First, We present an innovative physical layer solution for distributed networks that provides over-the-air (OTA) clock synchronization, known as RFCLOCK, to overcome the hurdle of implementing fine-grained synchronization for emerging technologies. We first develop the theory for such precision synchronization, and second implement it in a custom-design, compatible with commercial-off-the-shelf (COTS) software-defined radios (SDRs). We compare the performance of RFClock with popular wired and GPS-based hardware solutions, both in terms of clock performance as well as impact on distributed beamforming.

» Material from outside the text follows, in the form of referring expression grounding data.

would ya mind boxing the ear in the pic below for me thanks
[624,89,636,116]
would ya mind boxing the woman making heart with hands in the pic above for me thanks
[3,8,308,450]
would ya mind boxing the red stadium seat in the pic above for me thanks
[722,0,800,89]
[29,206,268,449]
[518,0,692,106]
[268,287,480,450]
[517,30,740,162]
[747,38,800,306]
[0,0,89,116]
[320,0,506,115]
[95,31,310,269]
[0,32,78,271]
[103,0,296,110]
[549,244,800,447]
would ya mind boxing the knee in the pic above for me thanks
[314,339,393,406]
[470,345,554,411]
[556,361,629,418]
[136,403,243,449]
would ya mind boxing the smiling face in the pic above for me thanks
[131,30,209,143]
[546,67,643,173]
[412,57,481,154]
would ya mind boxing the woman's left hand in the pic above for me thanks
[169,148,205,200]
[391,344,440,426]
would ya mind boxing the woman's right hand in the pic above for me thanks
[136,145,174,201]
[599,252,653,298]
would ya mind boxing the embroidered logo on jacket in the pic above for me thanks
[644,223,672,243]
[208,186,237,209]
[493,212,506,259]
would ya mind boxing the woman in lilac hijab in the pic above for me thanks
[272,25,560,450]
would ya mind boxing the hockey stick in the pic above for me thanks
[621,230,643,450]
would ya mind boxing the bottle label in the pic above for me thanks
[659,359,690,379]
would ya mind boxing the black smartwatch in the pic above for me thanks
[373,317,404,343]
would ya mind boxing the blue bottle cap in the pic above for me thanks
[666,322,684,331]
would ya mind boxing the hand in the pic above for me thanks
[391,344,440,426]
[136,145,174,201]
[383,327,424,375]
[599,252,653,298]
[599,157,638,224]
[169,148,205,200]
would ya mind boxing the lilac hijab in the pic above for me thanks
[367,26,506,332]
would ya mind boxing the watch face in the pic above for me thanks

Next, we propose two novel approaches, utilizing reconfigurable intelligent surfaces (RISs) to ensure reliable connectivity in wireless networks by controlling the propagation environment: i) we present RIS-based spatio-temporal approach to enhance the link reliability for IoTs where sensors are small-factor designs with single-antenna in a rich multipath environment. We demonstrate the design of RIS and how it can effectively perturb the environment, generating multiple wireless propagation channels and achieving the performance of a multi-antenna receiver in a Single-Input Single-Output (SISO) link. We compare the performance of the system with a multi-antenna receiver in terms of channel hardening and outage probability. ii) We introduce REMARKABLE, an online learning based adaptive beam selection strategy for robot connectivity that trains kernelized multi-armed bandit (MAB) model directly in real-world settings of a factory floor. We show how RISs with passive reflective elements can create beamforming towards target robots, and provide a solution to the problem of adaptive beam selection in dynamic channel conditions. We experimentally demonstrate that REMARKABLE can achieve a significant reduction in beam selection time compared to classical approaches and adaptive beam selection in mobility settings.

Finally, we introduce AirFC, a system harnessing the capability of OTA computation to run inference on a neural network (NN) consisting of a set of fully connected layers (FC) by leveraging multi-antenna systems. We experimentally demonstrate and validate that such computation is accurate enough when compared to its digital counterpart.